When you find yourself dealing predominantly with urgencies, you never get to depth with your actions because you just look for the quickest way to stop the pain. Therefore, you keep readdressing the same problems when the short-term fix wears off.
It’s time to step off the urgent train and onto dealing with the important issues that will actually improve your business. Prioritize to be productive.
Set your top five priorities for the day – in order. If you get nothing else done, these five things will be completed, these five things will be done at the end of the day. The only way to overwhelm the urgencies is to do the necessary important things to stop the urgencies from happening to begin with. Yes, it may require extra effort and time commitment, but the alternative is to stay on the same non-productive gerbil wheel you find yourself on most days.

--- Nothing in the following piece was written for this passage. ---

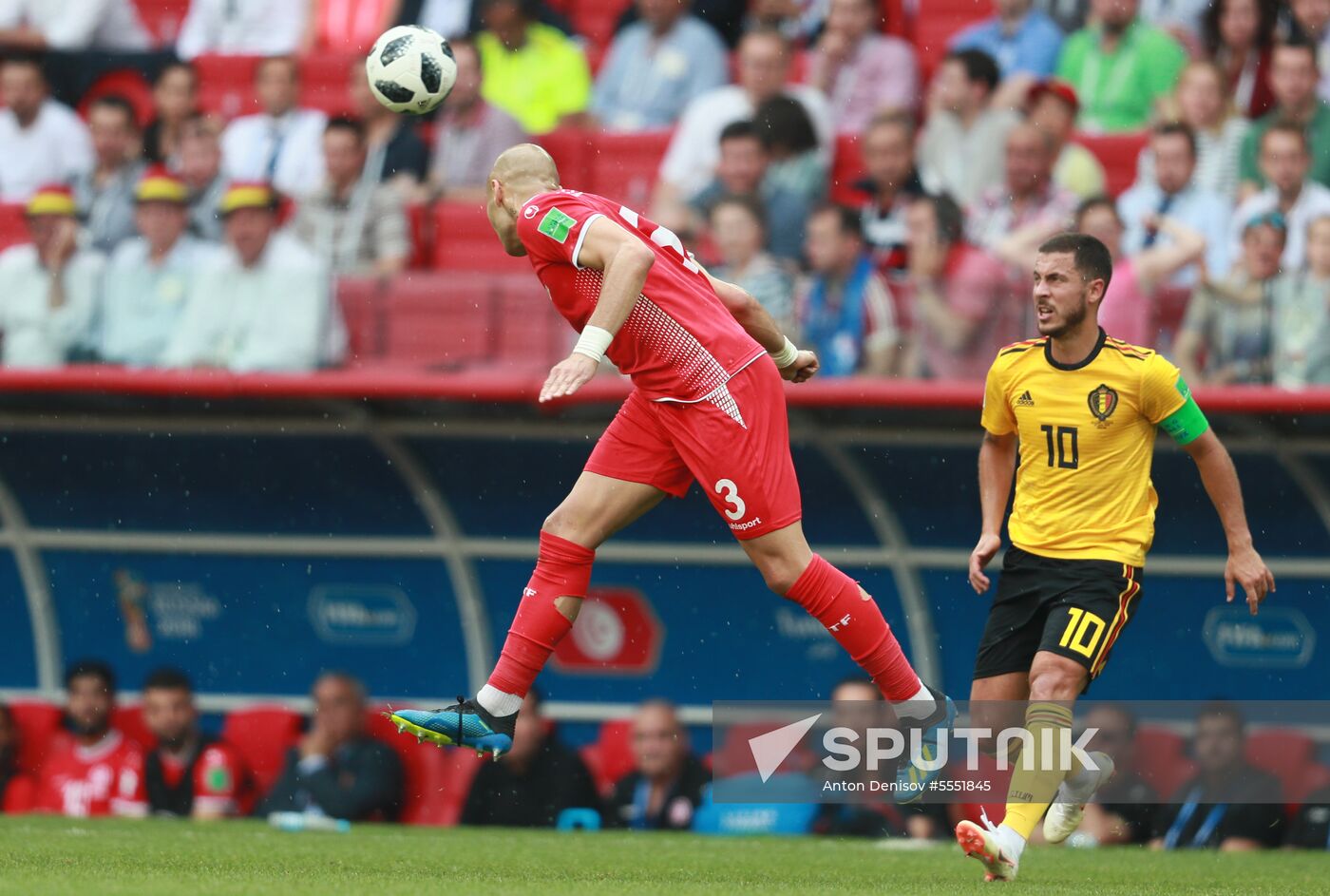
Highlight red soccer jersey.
[153,740,245,815]
[37,729,147,817]
[518,190,764,402]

While you are prioritizing your tasks, be mindful to prioritize your time as well. The wasted minutes in a day dealing with non-productive tasks can be alarming once you truly step back and look at how you are devoting your work time.
Where to start?
I have found for most executives in this whirlwind of non-productivity, they need to focus on the importance of building a proper foundation. After years of a “ready, shoot, aim” approach to running the business, the foundation for positive growth and focus has eroded. Ask yourself, “Where has my foundation crumbled that is causing all of these urgencies?” Do you have a firm description of policies and procedures? Do you have solid training programs for employees?
These are the important priorities you need to begin with to slow the flow of urgent cries for help in your organization.